In a prime example of PR fence-sitting, Xbox marketing head describes the issue as 'complex' entrenching Microsoft's noncommittal stance.
Xbox seemingly can’t make its mind up about next-gen game pricing.
In a prime example of PR fence-sitting, Xbox’s marketing head Aaron Greenberg described the issue as ‘super complex’ during Tuesday’s episode of the Real Deal Xbox podcast.
Asked if Xbox had its eye on following in the footsteps of several publishers and introducing a price premium for next-gen titles, $70 in most cases, Greenberg noted that Xbox aims to ‘put gamers first.’
The marketing lead pointed, in particular, to the value of features such as Smart Delivery and not making players buy twice for next-gen versions of games.
In regards to Microsoft strategy on next-gen pricing, Greenberg added:
“Gaming pricing is super complex to answer because in the old days, every game launched at one price and that was it. But, we launched, I think Ori and the Will of the Wisps is $30 right now and Gears Tactics is a new title launching this holiday, it’s launching at $60. State of Decay 2 launched at $40. So, there’s not a simple answer to that except to say that Tactics, we’re launching at $60.”

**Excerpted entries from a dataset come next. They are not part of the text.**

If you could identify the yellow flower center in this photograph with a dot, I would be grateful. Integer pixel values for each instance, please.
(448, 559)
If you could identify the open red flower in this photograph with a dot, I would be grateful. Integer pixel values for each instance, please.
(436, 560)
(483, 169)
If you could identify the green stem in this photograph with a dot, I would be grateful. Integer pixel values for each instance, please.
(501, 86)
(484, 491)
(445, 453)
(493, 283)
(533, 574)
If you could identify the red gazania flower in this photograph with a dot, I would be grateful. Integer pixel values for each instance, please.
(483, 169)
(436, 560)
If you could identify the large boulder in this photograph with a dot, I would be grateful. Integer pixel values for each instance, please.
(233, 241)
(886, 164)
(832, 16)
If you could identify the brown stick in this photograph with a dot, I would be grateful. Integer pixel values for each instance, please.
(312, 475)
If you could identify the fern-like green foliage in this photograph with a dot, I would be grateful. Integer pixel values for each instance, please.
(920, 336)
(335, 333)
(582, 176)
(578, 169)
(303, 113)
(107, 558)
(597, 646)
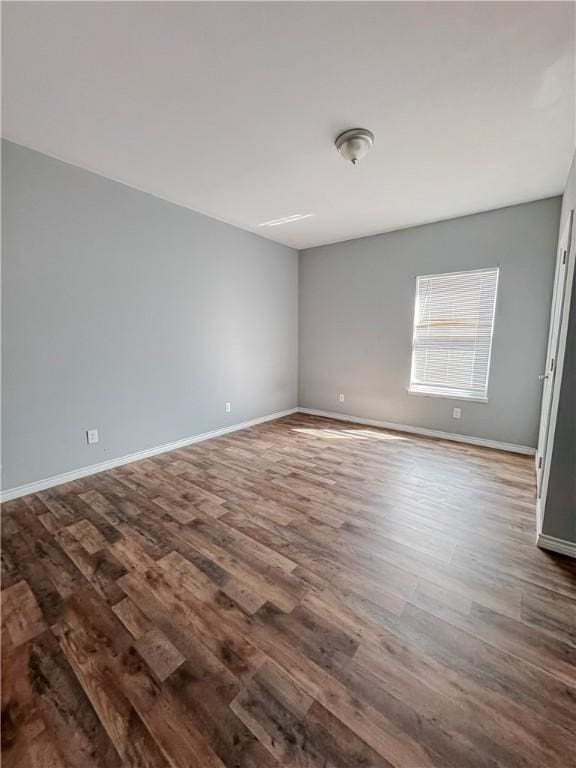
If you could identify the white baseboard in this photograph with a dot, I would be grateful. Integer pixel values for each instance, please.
(511, 447)
(561, 546)
(67, 477)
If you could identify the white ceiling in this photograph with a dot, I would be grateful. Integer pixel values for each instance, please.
(231, 109)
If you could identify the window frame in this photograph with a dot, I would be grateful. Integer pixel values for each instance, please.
(448, 395)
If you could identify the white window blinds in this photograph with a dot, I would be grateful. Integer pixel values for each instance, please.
(453, 327)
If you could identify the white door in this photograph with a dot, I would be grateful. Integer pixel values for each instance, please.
(549, 374)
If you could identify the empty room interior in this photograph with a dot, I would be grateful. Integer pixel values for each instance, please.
(288, 384)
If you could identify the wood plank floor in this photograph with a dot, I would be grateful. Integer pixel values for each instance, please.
(301, 593)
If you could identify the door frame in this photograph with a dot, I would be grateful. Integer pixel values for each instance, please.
(559, 363)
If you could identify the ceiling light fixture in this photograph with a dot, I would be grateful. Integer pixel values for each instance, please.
(286, 220)
(354, 144)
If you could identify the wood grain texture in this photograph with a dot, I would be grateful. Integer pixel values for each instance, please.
(301, 593)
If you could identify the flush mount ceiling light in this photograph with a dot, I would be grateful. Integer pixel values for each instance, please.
(286, 220)
(354, 144)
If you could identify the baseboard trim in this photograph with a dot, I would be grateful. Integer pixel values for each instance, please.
(510, 447)
(93, 469)
(561, 546)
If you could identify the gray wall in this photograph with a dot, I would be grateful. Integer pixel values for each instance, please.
(126, 313)
(356, 314)
(559, 517)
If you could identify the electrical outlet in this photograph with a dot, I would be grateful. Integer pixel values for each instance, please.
(91, 436)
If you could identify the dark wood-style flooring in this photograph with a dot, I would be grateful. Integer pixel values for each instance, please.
(301, 593)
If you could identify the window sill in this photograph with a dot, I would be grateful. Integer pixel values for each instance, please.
(466, 398)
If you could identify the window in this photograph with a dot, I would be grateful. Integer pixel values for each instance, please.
(453, 326)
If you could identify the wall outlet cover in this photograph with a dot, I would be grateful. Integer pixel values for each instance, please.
(91, 436)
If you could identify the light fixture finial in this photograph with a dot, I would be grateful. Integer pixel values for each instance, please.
(354, 144)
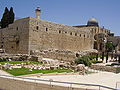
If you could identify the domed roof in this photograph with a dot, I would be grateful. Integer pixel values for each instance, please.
(92, 22)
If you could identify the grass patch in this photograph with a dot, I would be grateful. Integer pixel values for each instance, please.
(113, 64)
(95, 61)
(25, 71)
(19, 62)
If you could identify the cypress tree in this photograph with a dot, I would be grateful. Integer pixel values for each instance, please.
(5, 18)
(11, 16)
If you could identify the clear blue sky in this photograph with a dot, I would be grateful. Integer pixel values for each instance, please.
(69, 12)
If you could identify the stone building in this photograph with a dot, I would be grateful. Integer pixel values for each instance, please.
(33, 35)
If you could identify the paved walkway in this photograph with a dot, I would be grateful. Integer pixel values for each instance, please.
(4, 73)
(101, 78)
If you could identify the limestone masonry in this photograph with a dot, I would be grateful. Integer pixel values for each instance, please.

In the Xbox marketing head’s estimation, the $70 price tag remains an exception rather than a standard widely adopted across the gaming industry.
Greenberg offered the example of big-name AAA releases like Assassin’s Creed Valhalla and Cyberpunk 2077 sticking to the $60 price point. He went on to note that some publishers are going a different route. Indeed, Sony’s next-gen slate broadly adopts the $70 game price.
“It’s a different approach and they obviously have a right to do whatever they want with their products and pricing, but for us we’ve really taken a fan-centric approach. I’d say first with Smart Delivery, but most importantly you get all our games at launch in Game Pass, so does the price of the game even matter if it’s included in your Game Pass subscription?”
Reading between the lines, it’s hard to determine in which direction Xbox is currently leaning. Greenberg’s words suggest even Microsoft isn’t quite sure presently and it’s keen on keeping the door open without fully committing. It’s all rather reminiscent of Xbox boss Phil Spencer’s similarly noncommittal stance on the matter back in the summer.
While we may not see any $70 first-party Xbox titles in the near-future (primarily due to a glaring drought after Halo Infinite’s delay), we can’t discount the gaming giant upping prices in the future.